Load only the reference file(s) needed for the current task.
Workflow
- Identify the governance model the draft is trying to implement: no members, voting members, non-voting affiliates, or mixed structures.
- Read the minimum local reference material needed for that model.
- Separate mandatory governance mechanics from optional drafting choices.
- Draft or revise language so the document is internally consistent: membership clauses, board powers, officer provisions, meeting rules, quorum, voting, and amendment rules should not conflict.
- If borrowing from a sample, normalize terminology and cross-references so the final document reads as one instrument rather than pasted sections.
- Flag places where legal review is prudent, especially when the draft departs from the statute excerpt or mixes member and no-member concepts.
Drafting Rules
- Decide early whether the corporation has members. Do not mix "no members" language with member voting provisions unless the distinction is explicit and intentional.
- Keep the board article aligned with the membership model. If the corporation has no members, directors typically exercise powers otherwise assigned to members under the statute and bylaws.
- Preserve 501(c)(3)-style limits when the organization is meant to be tax-exempt: no private inurement, limits on political activity, and appropriate dissolution language.
- Use one consistent term for the governing body and its officers throughout the draft.

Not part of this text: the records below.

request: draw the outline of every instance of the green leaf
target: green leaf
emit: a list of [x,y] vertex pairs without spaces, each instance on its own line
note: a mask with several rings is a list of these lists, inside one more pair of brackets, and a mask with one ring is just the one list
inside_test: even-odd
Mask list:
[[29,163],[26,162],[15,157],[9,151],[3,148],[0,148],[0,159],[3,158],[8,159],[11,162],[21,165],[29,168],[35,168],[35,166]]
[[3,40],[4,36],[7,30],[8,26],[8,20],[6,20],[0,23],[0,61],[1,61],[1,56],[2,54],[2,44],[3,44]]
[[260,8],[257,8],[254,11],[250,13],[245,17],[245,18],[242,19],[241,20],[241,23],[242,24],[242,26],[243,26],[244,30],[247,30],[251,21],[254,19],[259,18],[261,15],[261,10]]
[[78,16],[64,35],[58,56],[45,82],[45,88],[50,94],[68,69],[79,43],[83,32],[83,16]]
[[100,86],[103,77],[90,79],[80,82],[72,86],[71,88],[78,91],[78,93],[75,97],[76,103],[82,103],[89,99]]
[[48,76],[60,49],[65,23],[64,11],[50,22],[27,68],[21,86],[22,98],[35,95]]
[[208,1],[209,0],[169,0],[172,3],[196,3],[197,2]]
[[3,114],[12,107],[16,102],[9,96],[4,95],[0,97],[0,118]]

- Check meeting, notice, quorum, voting, proxy, and written-consent provisions as a set; these clauses commonly drift out of alignment.
- Treat sample officer and committee structures as optional. Tailor them to the organization instead of inheriting every office or committee by default.
- Remove placeholders, bracketed text, duplicated concepts, and state-law assumptions that do not match the target organization.
Illinois-Focused Review Points
When using the Illinois excerpt, pay particular attention to:
- whether the bylaws expressly state that the corporation has no members or define member classes and rights;
- who may call meetings and what notice is required;
- whether remote participation, electronic ballots, proxies, or written/electronic consents are allowed;
- quorum thresholds and whether the draft overrides statutory defaults;
- books and records provisions for voting members; and
- whether the draft's voting provisions match the intended governance model.
Output Pattern
For drafting or revision tasks, prefer:
- the chosen governance model;
- the revised language or proposed article structure;
- short notes on why the language fits the local references; and
- any issues that should be reviewed by counsel or by the organization before adoption.
What Not To Do
- Do not present local sample language as universally correct for every nonprofit.
- Do not assume a generic sample matches Illinois law without checking the Illinois reference first.
- Do not leave hidden conflicts between membership, board authority, and voting provisions.
- Do not copy placeholder text or organization-specific facts from the samples into the final draft.